Pages

Sunday 13 January 2013

Oracle BI Apps 7.9.6.3 Tips and Best Practice Guidelines for Customization ( Database Objects)– Part B

In previous blog I have tried to explain the OBIA customization types and its impacts on various components of the solution.

http://bidirect.blogspot.co.uk/2012/05/oracle-business-intelligence.html

In successive blogs of this series I would like to cover the naming conventions and development guidelines that should be followed when developing new attributes, tables, dimensions and facts in the Business Analytics Warehouse (BAW) and new/changed repository objects in the OBIEE repository.

In this blog my focus would be more on database objects modification standard practices and guidelines such as tables, columns and indexes.

Why Best Practices? – The standard and guidelines for database schema, tables, columns and indexes is for better manageability and simplify the future upgrades. In long term it would help to reduce the application day to day cost and successive upgrades.
 
Database Schema and Objects

The Business Analytics Warehouse (BAW) is the pre-built Data Warehouse as part of BI-Apps.  The database schema will be decided by the installation team.  A default is “BAW”.  It contains both the staging tables and DW target tables. All customized tables, columns, indexes and other database objects MUST be added to BAW schema. (Best Practice DB 1)

Why to add in BAW Schema? – For better manageability and avoid any cross schema joins at OBIEE or Informatica Level as I understand cross schema joins within repository and Informatica would more complicated than keeping it simple. The mantra is keep it simple.

The database objects changes which is been done within the database schema and objects should use best practices for creating and managing versions and comments option of underline databases. The database objects customization should use versions and comments features of database for better traceability. (Best Practice DB 2)

Why Versions and Comments? Putting comments on tables and columns based on phase of projects, user created and date would be useful and provide enough traceability of customization done.

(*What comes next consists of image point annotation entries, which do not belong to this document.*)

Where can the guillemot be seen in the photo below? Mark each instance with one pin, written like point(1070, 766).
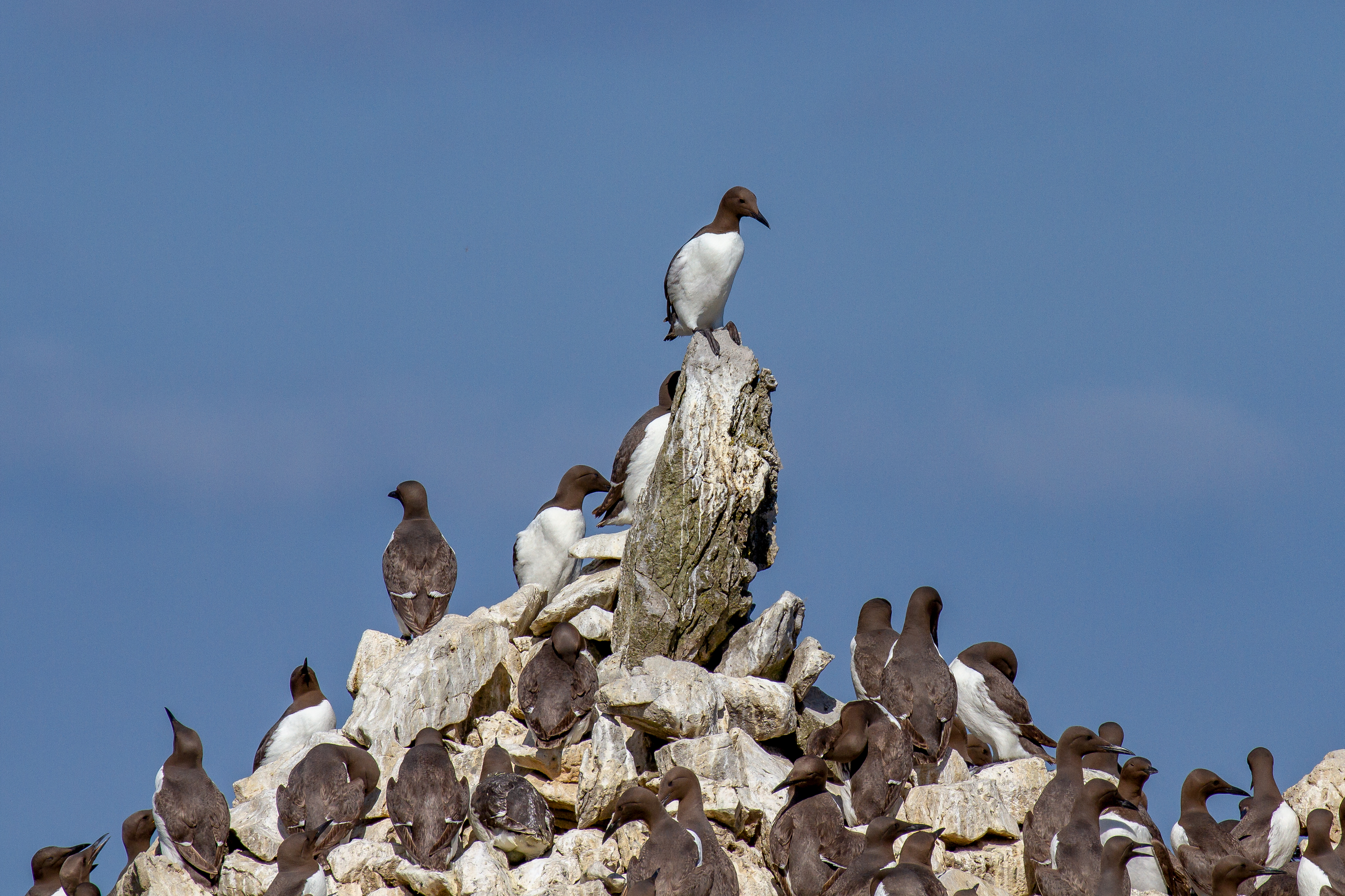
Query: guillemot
point(636, 458)
point(701, 273)
point(420, 570)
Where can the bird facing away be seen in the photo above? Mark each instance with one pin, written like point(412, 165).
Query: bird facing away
point(1118, 855)
point(636, 458)
point(672, 852)
point(420, 570)
point(136, 833)
point(77, 868)
point(682, 785)
point(912, 875)
point(331, 784)
point(557, 688)
point(877, 855)
point(543, 550)
point(507, 812)
point(1113, 734)
point(296, 866)
point(1077, 850)
point(46, 868)
point(1321, 869)
point(1198, 840)
point(192, 816)
point(871, 648)
point(308, 712)
point(1156, 869)
point(874, 753)
point(990, 706)
point(1269, 832)
point(701, 273)
point(428, 802)
point(1055, 805)
point(918, 688)
point(809, 839)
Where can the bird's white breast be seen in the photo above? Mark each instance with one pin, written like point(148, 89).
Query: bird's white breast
point(544, 550)
point(1311, 878)
point(642, 460)
point(317, 885)
point(1145, 872)
point(701, 277)
point(1284, 836)
point(296, 728)
point(982, 716)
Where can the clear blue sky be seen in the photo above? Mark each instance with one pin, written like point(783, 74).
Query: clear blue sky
point(1054, 297)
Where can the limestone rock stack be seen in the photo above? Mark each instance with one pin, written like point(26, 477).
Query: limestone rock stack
point(685, 680)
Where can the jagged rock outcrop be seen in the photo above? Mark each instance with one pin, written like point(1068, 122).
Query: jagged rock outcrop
point(807, 664)
point(456, 671)
point(672, 700)
point(765, 647)
point(705, 523)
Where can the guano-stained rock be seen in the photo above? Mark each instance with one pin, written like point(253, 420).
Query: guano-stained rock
point(376, 648)
point(672, 700)
point(159, 876)
point(807, 664)
point(606, 546)
point(705, 523)
point(456, 671)
point(1324, 786)
point(763, 648)
point(594, 590)
point(967, 811)
point(736, 776)
point(608, 767)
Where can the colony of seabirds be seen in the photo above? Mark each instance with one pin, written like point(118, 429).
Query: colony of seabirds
point(911, 710)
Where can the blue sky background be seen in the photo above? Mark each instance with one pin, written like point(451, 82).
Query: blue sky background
point(1054, 297)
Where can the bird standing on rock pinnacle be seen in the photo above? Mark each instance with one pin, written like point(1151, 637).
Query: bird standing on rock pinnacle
point(420, 570)
point(701, 273)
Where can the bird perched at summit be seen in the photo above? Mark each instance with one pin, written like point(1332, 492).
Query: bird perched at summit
point(701, 273)
point(428, 802)
point(543, 550)
point(46, 868)
point(871, 648)
point(636, 458)
point(308, 714)
point(507, 812)
point(1198, 839)
point(918, 688)
point(990, 706)
point(557, 690)
point(192, 816)
point(420, 570)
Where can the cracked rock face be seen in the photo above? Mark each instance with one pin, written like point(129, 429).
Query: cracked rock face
point(765, 647)
point(705, 523)
point(455, 672)
point(682, 700)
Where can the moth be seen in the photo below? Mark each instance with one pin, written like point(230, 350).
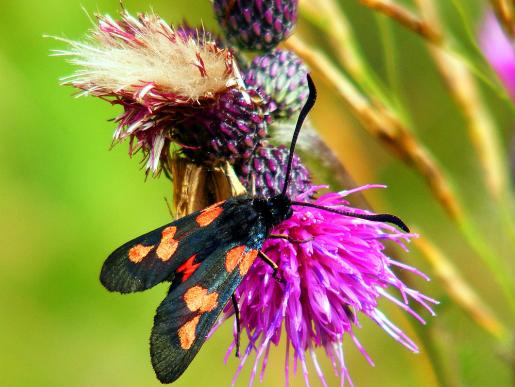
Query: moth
point(205, 256)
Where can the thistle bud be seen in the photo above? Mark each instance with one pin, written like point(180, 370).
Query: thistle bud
point(265, 173)
point(283, 78)
point(256, 25)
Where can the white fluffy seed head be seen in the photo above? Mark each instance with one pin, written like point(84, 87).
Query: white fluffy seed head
point(143, 55)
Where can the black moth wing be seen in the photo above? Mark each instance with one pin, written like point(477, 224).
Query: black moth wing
point(122, 274)
point(191, 308)
point(155, 256)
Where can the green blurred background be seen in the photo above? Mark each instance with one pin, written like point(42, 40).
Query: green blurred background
point(67, 201)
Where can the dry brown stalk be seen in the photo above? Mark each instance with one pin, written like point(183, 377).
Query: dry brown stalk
point(459, 290)
point(505, 12)
point(464, 89)
point(405, 17)
point(383, 125)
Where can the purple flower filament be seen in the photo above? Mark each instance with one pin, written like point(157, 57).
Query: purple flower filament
point(336, 271)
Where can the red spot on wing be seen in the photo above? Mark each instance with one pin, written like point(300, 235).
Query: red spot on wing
point(138, 252)
point(188, 268)
point(234, 257)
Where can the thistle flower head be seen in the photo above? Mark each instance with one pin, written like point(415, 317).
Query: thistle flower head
point(157, 73)
point(499, 50)
point(264, 172)
point(283, 78)
point(335, 272)
point(230, 129)
point(257, 25)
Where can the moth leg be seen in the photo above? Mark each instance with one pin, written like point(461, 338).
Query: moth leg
point(238, 326)
point(272, 264)
point(289, 238)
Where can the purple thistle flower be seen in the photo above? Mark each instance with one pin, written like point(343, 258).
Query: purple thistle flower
point(499, 50)
point(257, 25)
point(333, 273)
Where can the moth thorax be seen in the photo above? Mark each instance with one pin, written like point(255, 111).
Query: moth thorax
point(274, 210)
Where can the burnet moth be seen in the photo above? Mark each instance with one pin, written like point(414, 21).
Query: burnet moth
point(205, 256)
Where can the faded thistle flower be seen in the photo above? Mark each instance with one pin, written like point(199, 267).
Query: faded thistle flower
point(335, 272)
point(256, 25)
point(499, 50)
point(165, 79)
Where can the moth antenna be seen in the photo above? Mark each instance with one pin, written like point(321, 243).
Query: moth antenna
point(387, 218)
point(310, 102)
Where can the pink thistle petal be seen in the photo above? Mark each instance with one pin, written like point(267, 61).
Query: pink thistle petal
point(337, 275)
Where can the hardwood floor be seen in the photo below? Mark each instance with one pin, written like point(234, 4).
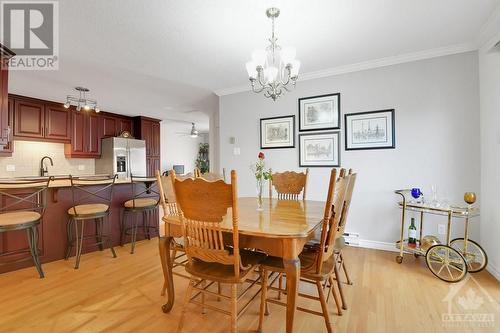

In addition make sure that what so ever customization done to database objects should be imported into the DAC container. The database objects customization should be imported into the DAC container. (Best Practice DB 3)

Why Import? DAC should be your central repository which would be used to migrate the database objects customization from development environment to test and then production. We should avoid using word/text file as a storage option for database objects.


Tables

Naming of Tables

The naming conventions used for tables in the Oracle BI Data Warehouse are as follows.  The naming conventions for tables defined in BI Data Warehouse should be followed if custom tables are created in the warehouse. (Best Practice DB 4)

Why Standard Naming Conentions? It would help to identify meaning of each of the table and its significance and usability in overall solution.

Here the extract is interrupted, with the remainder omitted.